12 March 2009

Lentorama 2009: Great(?) Moments in Catholics on Television

October 12, 1964: WIHS-TV airs its first broadcast

The archdiocese of Boston aired its first televised mass on January 1, 1955, celebrated by Cardinal Cushing. This would mark the start of the archdiocese's involvement in television, later formalized in the creation of the Catholic Television Center, originally located on Granby Street.

Looking to get its own air, the archdiocese obtained a broadcast license. When WIHS debuted, it was an early, if not first, Catholic-operated TV station that showed both religious and general entertainment programming.

Two years after its start, though, the license was sold to Storer Broadcasting, who would continue to operate on WIHS's channel but with a name derived from its stock ticker symbol. Thus was born WSBK-TV, channel 38, Boston's first independent TV station and the first widely popular (and accessible) station in UHF.

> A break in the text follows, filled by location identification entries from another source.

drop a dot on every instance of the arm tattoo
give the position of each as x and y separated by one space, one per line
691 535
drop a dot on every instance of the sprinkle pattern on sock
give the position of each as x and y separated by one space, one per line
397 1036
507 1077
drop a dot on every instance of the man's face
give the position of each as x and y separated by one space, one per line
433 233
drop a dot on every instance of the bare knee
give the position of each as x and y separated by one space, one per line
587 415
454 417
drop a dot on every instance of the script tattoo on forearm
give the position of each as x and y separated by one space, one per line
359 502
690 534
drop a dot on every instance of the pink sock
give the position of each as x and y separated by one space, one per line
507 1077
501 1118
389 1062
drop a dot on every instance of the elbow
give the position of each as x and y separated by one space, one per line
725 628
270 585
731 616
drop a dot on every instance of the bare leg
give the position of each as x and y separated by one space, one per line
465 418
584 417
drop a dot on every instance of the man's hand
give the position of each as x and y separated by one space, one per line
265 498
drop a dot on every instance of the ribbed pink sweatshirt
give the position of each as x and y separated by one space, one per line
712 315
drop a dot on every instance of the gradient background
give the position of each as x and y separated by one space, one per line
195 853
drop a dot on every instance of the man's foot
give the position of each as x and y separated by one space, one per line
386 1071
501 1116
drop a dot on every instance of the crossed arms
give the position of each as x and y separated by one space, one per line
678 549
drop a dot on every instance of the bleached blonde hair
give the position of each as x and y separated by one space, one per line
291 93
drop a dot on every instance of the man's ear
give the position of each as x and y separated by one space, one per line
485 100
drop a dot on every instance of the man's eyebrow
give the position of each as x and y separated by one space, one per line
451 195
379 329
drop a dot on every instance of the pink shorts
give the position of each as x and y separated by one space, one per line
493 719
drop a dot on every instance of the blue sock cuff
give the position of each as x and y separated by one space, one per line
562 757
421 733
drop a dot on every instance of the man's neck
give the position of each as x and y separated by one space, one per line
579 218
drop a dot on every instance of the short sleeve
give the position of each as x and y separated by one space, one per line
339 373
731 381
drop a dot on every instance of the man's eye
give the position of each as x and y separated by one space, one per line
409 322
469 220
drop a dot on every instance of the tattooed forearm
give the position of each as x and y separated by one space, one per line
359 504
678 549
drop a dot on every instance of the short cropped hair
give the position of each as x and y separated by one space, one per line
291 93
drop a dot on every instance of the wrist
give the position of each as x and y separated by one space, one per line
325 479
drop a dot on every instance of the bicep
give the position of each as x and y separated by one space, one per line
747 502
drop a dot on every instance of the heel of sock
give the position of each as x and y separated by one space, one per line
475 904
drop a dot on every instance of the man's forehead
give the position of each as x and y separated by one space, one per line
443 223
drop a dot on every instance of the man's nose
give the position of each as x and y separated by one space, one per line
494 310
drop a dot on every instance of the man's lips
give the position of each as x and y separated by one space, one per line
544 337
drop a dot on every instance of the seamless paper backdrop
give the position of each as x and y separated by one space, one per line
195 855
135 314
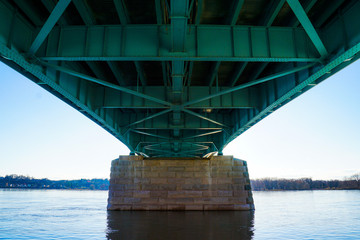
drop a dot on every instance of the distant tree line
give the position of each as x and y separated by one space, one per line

While WSBK would continue to show some religious programming, the Catholic Television Center would continue to look for its own venue. In 1983 it would move on to cable as Boston Catholic Television (BCTV), and then go for a more national audience in 2006 when rebranded simply as Catholic TV, though it lags behind EWTN in reach. But more about EWTN later.

1 comment:

Greg said...

So that's why people recite five Ask the Managers as penance.